6. Apparatus for the automatic transport of molten metal from a furnace to a casting die or mould, including a rotatable column arranged to rotate about a substantially vertical axis, a pair of arms jointed to the column, and arranged to rotate about a substantially horizontal axis, a first member parallel to the column and jointed to the outer ends of the arms so as to form a parallel motion linkage, a ladle joined to said first member at a first point on the ladle, a second member movable relative to the first member and joined to the ladle at a second point spaced from the first point, so that movement of said second member causes pivoting of the ladle around said first point, and motordriven cam means arranged to control movement of said second member, said members and said cam means being so arranged as to overturn the ladle after pouring, whereby to knock out any metal or oxide remaining therein.

7. Apparatus as claimed in claim 6 for the automatic transport of molten metal from a furnace to a casting die or mould, including two concentric rotatable columns arranged to rotate about a substantially vertical axis, a pair of arms jointed to each column, and each arranged to rotate about a substantially horizontal axis, a pair of first members parallel to the column and jointed to the outer ends

of the respective pair of arms so as to form parallel motion linkages, a pair of ladles, each joined to one of said first members at a first point on the ladle, a pair of second members movable relative to the respective first members and joined to the respective ladles at a second point spaced from the first point, so that movement of each said second member relative to the respective first member causes pivoting of the respective ladle around its first point, and a pair of motordriven cam means arranged to control movement of the respective second member, whereby two ladles may be in operation at the same time to pour metal into two spacedapart dies or moulds.
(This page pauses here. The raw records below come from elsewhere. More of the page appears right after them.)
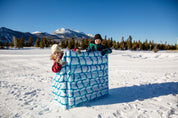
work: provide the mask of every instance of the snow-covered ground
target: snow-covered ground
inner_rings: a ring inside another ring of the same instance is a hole
[[[115,51],[109,96],[70,110],[53,100],[51,50],[0,50],[0,118],[178,118],[178,53]]]

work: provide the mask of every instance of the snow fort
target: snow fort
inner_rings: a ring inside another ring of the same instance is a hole
[[[108,95],[108,55],[67,50],[62,60],[67,64],[52,82],[54,99],[61,107],[69,109]]]

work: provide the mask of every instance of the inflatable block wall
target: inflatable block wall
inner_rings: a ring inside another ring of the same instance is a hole
[[[67,50],[62,60],[67,64],[52,83],[54,99],[61,107],[69,109],[108,95],[108,55]]]

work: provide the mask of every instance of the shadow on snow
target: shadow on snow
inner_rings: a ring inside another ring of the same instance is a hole
[[[82,106],[110,105],[127,103],[135,100],[178,94],[178,82],[146,84],[140,86],[121,87],[109,90],[109,95],[97,100],[84,103]]]

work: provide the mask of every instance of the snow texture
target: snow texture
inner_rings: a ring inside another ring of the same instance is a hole
[[[66,66],[56,73],[52,87],[54,99],[62,108],[108,95],[108,55],[100,52],[65,51]]]

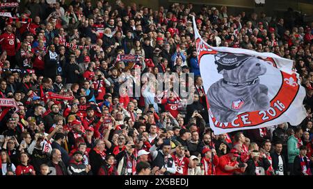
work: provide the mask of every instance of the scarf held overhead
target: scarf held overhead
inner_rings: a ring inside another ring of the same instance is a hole
[[[47,92],[46,93],[46,98],[49,99],[62,99],[66,100],[73,100],[74,98],[72,96],[61,95],[52,92]]]
[[[19,107],[15,102],[15,100],[11,98],[0,98],[0,107],[15,107],[15,112],[19,110]]]

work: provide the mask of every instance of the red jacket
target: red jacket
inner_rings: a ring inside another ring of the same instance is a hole
[[[17,43],[17,48],[15,48],[15,42]],[[8,56],[15,56],[20,46],[19,40],[17,38],[15,39],[15,35],[14,33],[8,34],[6,32],[0,35],[0,44],[2,51],[6,51]]]
[[[216,175],[232,175],[235,171],[243,172],[240,169],[225,170],[226,165],[234,166],[238,161],[231,161],[229,154],[223,155],[219,158],[219,163],[216,167]]]
[[[218,156],[215,155],[213,156],[213,174],[212,174],[212,163],[211,159],[207,160],[206,158],[201,159],[201,163],[204,166],[204,175],[215,175],[216,174],[216,168],[218,165],[219,163]]]
[[[16,167],[15,174],[16,175],[25,175],[31,174],[31,172],[35,172],[35,170],[31,165],[27,165],[25,166],[24,165],[19,165]]]

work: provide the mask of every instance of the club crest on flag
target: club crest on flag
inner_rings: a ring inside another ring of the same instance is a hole
[[[242,98],[239,98],[237,100],[232,102],[232,109],[240,109],[244,105],[245,101]]]
[[[214,47],[200,35],[193,19],[198,59],[215,134],[288,122],[306,117],[305,89],[293,61],[271,53]]]

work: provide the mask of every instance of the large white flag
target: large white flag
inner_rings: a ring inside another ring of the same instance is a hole
[[[273,53],[214,47],[193,29],[210,127],[215,134],[299,125],[306,116],[305,90],[292,60]]]

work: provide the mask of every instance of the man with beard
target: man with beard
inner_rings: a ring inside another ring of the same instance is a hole
[[[204,147],[209,147],[209,149],[215,148],[215,145],[211,143],[211,136],[209,134],[205,134],[203,136],[202,141],[200,143],[198,147],[198,152],[202,152]]]
[[[170,155],[170,140],[159,138],[150,149],[152,168],[158,167],[161,174],[175,174],[176,165]],[[161,149],[161,150],[160,150]]]
[[[88,107],[86,111],[87,116],[85,117],[81,123],[85,129],[99,120],[99,118],[95,115],[95,110],[92,107]]]
[[[108,132],[106,132],[104,136],[104,143],[109,151],[111,152],[115,156],[116,156],[120,152],[126,149],[126,138],[122,134],[120,134],[118,138],[118,144],[113,143],[109,141],[109,135],[110,132],[112,131],[112,125],[110,124],[108,127]]]
[[[69,175],[91,175],[91,167],[90,165],[83,163],[83,152],[76,151],[73,154],[73,158],[67,168]]]
[[[125,54],[129,54],[130,51],[134,46],[134,37],[131,30],[127,30],[126,37],[123,39],[122,46],[125,51]]]
[[[49,175],[67,175],[67,171],[66,170],[66,165],[61,159],[61,152],[58,149],[54,149],[51,155],[52,159],[47,163],[51,171]]]
[[[100,167],[105,165],[106,153],[105,143],[101,140],[98,139],[95,142],[95,147],[89,152],[89,160],[91,165],[91,171],[94,175],[97,175]]]
[[[6,51],[8,55],[7,60],[10,62],[11,69],[15,69],[16,65],[16,49],[19,48],[20,42],[16,38],[15,35],[13,33],[10,24],[6,26],[6,32],[0,35],[0,44],[1,46],[1,51]]]
[[[53,88],[55,93],[58,93],[62,89],[62,88],[63,87],[63,84],[62,82],[62,76],[61,75],[57,75],[53,84]]]
[[[176,153],[172,154],[176,166],[176,172],[175,175],[187,175],[188,168],[189,166],[189,152],[186,146],[178,145],[176,147]]]
[[[191,105],[187,105],[186,110],[187,114],[186,115],[185,118],[186,123],[188,123],[188,120],[192,117],[195,111],[198,112],[202,117],[205,117],[205,109],[203,107],[203,105],[200,102],[198,94],[194,94],[193,102]]]
[[[64,149],[62,145],[65,142],[66,138],[65,136],[63,133],[57,133],[56,136],[54,136],[54,141],[52,143],[51,146],[52,148],[58,150],[61,152],[61,155],[62,157],[62,161],[65,164],[67,165],[69,161],[70,161],[70,156],[68,155],[67,152]],[[52,153],[52,157],[53,157],[53,153]]]
[[[137,157],[135,156],[135,145],[129,141],[125,145],[125,150],[115,156],[119,175],[135,175]]]
[[[200,75],[199,62],[198,62],[197,51],[192,52],[190,58],[190,66],[191,66],[191,72],[195,74],[195,76]]]
[[[77,120],[73,120],[71,125],[72,125],[72,130],[68,133],[67,138],[70,149],[72,150],[75,147],[76,139],[84,135],[85,129],[82,127],[81,123]]]
[[[45,123],[45,131],[48,132],[51,127],[54,125],[54,118],[56,115],[61,115],[59,112],[58,105],[54,104],[51,106],[51,111],[43,118]]]
[[[162,57],[166,58],[168,60],[168,62],[170,61],[170,58],[172,57],[172,55],[171,55],[170,44],[166,43],[164,44],[163,51],[161,53],[161,55]]]

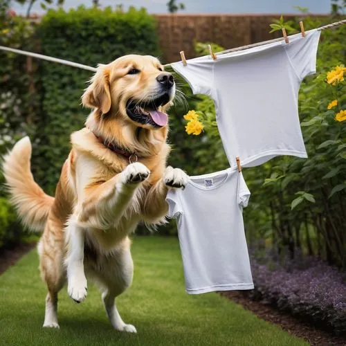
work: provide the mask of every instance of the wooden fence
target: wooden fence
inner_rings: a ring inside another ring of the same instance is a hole
[[[269,34],[269,24],[280,15],[156,15],[161,60],[169,63],[180,60],[185,51],[186,59],[194,57],[194,42],[212,42],[225,48],[278,37],[281,32]],[[284,20],[296,20],[297,16],[285,15]],[[325,17],[312,15],[311,17]]]

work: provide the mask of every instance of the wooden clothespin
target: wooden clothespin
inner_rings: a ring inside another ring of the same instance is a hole
[[[238,167],[238,172],[242,172],[242,165],[240,165],[240,158],[239,156],[237,156],[235,158],[235,160],[237,161],[237,166]]]
[[[181,57],[181,61],[183,62],[183,65],[186,66],[188,63],[186,62],[186,59],[185,58],[185,53],[183,51],[180,52],[180,56]]]
[[[305,33],[305,30],[304,30],[304,24],[302,21],[299,22],[299,26],[300,26],[300,31],[302,32],[302,36],[303,37],[305,37],[305,36],[307,36],[307,34]]]
[[[286,33],[286,29],[284,28],[282,28],[281,30],[282,30],[282,35],[284,35],[284,42],[286,44],[289,43],[289,37],[287,37],[287,33]]]
[[[210,44],[208,45],[208,48],[209,49],[209,53],[210,54],[210,56],[212,57],[212,59],[215,62],[217,60],[217,57],[215,55],[215,53],[212,51],[212,46]]]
8. Apparatus as claimed in claim 7 wherein the spacing of said two dies or moulds is substantially equal to the sum of the radii of the first points of the respective ladles about said substantially vertical axis.

9. Apparatus as claimed in either of claims 7 or 8 in which the two ladles transport metal from the same furnace to the two dies or moulds, the ladles being filled one after the other.

10. Apparatus for the automatic transport of molten metal from a furnace to a casting die or mould, substantially as hereinbefore described with reference to and as illustrated in Figures 1-3 of the accompanying drawings.

11. Apparatus for the automatic transport of molten metal from a furnace to a casting die or mould, substantially as hereinbefore described with reference to and as illustrated in Figure 13 of the accompanying drawings.